Posted: Dec 08, 2015 2:50 am
by OlivierK
Beatsong wrote:Personally I wouldn't have a problem with the idea of paying a basic income to the poorest 10% or 20% of the population, that IS enough to eat and pay rent (or combined with building enough social housing to house them), with some kind of tapering mechanism to make sure it's still advantageous to work.

This is very hard to achieve, as the tapering rate acts as an additional tax in practice. When my kids were young, I was not working (I'm still not) and my wife was working part time (now full time). If I'd taken up a day a week of work, as I had an opportunity, I would have earned enough that I'd be paying tax at 15%, while also having one tax benefit based on the lower income of a family reduced by a taper of 30c per dollar, and another based on joint income also reduced at 30c per dollar, in effect a 75% marginal tax rate, which is not much of an incentive to work.

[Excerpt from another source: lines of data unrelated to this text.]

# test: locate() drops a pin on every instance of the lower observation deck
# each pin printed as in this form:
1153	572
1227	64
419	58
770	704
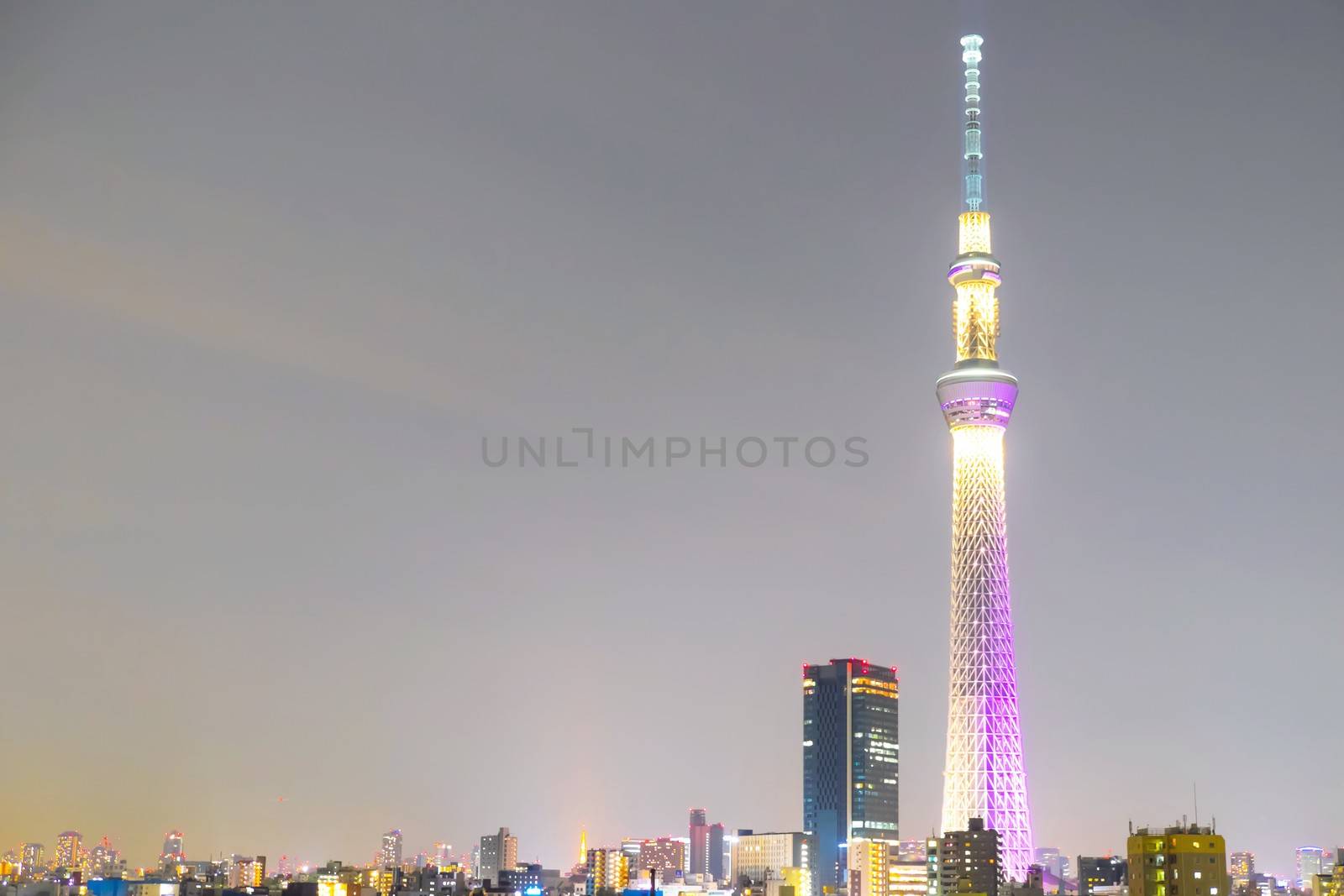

I'd like to see a scheme like this tried somewhere, because I think that if done well, it could solve a lot of problems of our current systems. With a system of paying parents at half the rate on behalf of each of their children, the effect would be very similar to current tax arrangements in Australia for tax-free income and family tax benefits.

Call me a cynic, but means-testing the universal income would just lead to the very wealthy structuring ther affairs so that their reportable income fell just below the rate at which the benefit was lost, and achieve very little. Far better to tax them extra, even through regressive consumption taxes, and then give back universally at a flat rate to balance that.